CVE-2025-31133: runc MaskedPaths Race and Local Container Escape

  • Thread Author
runc contains a newly disclosed local container escape and information-disclosure vulnerability (CVE-2025-31133) that abuses runc’s maskedPaths handling by exploiting mount/race conditions around bind-mounting the container’s /dev/null, and operators must treat hosts that run untrusted images or parallel build systems as high-priority remediation targets.

Background / Overview​

runc is the reference OCI runtime used by Docker, Kubernetes (via containerd), and many other container systems; it performs low-level namespace and mount setup and writes security metadata into pseudo-filesystems such as /proc. A class of recent disclosures shows that small validation or timing errors in those setup steps can enable host-impacting outcomes when untrusted images, shared mounts, or parallel builds are involved. CVE-2025-31133 fits squarely into that pattern: when runc uses a container’s /dev/null to mask a file (the maskedPaths feature), it did not sufficiently verify that the source inode was an honest /dev/null, allowing an attacker to race or otherwise manipulate mounts so that the bind-mount goes to an attacker-controlled target rather than true /dev/null. In plain terms, the vulnerability enables two practical attack variants:
  • an arbitrary mount gadget that can redirect mounts and reads to attacker-controlled files (leading to information disclosure, denial-of-service, or container escape), and
  • maskedPaths bypass, where runc silently skips masking if it encounters certain errors during the bind-mount sequence, leaving normally-hidden host paths exposed to the container.
Multiple independent trackers and the runc/GitHub advisory confirm the issue and the fixed releases; runc maintainers published targeted patches and staged them into releases to address the verification and race conditions.

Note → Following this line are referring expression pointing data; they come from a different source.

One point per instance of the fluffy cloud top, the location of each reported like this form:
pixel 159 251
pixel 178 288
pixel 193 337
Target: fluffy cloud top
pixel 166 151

Technical anatomy: what goes wrong​

The role of maskedPaths and /dev/null​

The maskedPaths feature allows container operators to hide or neutralize sensitive files exposed inside a container filesystem. For files, runc implements masking by bind-mounting the container’s own /dev/null on top of the target path, effectively turning reads into EOFs and writes into no-ops. For directories maskedPaths mounts a read-only tmpfs to hide contained files. Because masking relies on bind-mounting a source inode supplied by the container runtime, trusting the source inode is critical.

The failure mode: insufficient inode verification + race windows​

CVE-2025-31133 arises from two complementary problems:
  • runc did not robustly verify that the source path used for the bind-mount (the container’s /dev/null) was actually the expected device inode, and
  • the codepath allowed race conditions with shared mounts (for example, mounts created concurrently by other containers or build steps) to change the inode or remove /dev/null between runc’s checks and the actual mount operation. Attackers can exploit this time-of-check/time-of-use (TOCTOU) window to present an attacker-controlled mount as the source, or to delete /dev/null so that runc’s logic skips the bind and leaves maskedPaths inactive.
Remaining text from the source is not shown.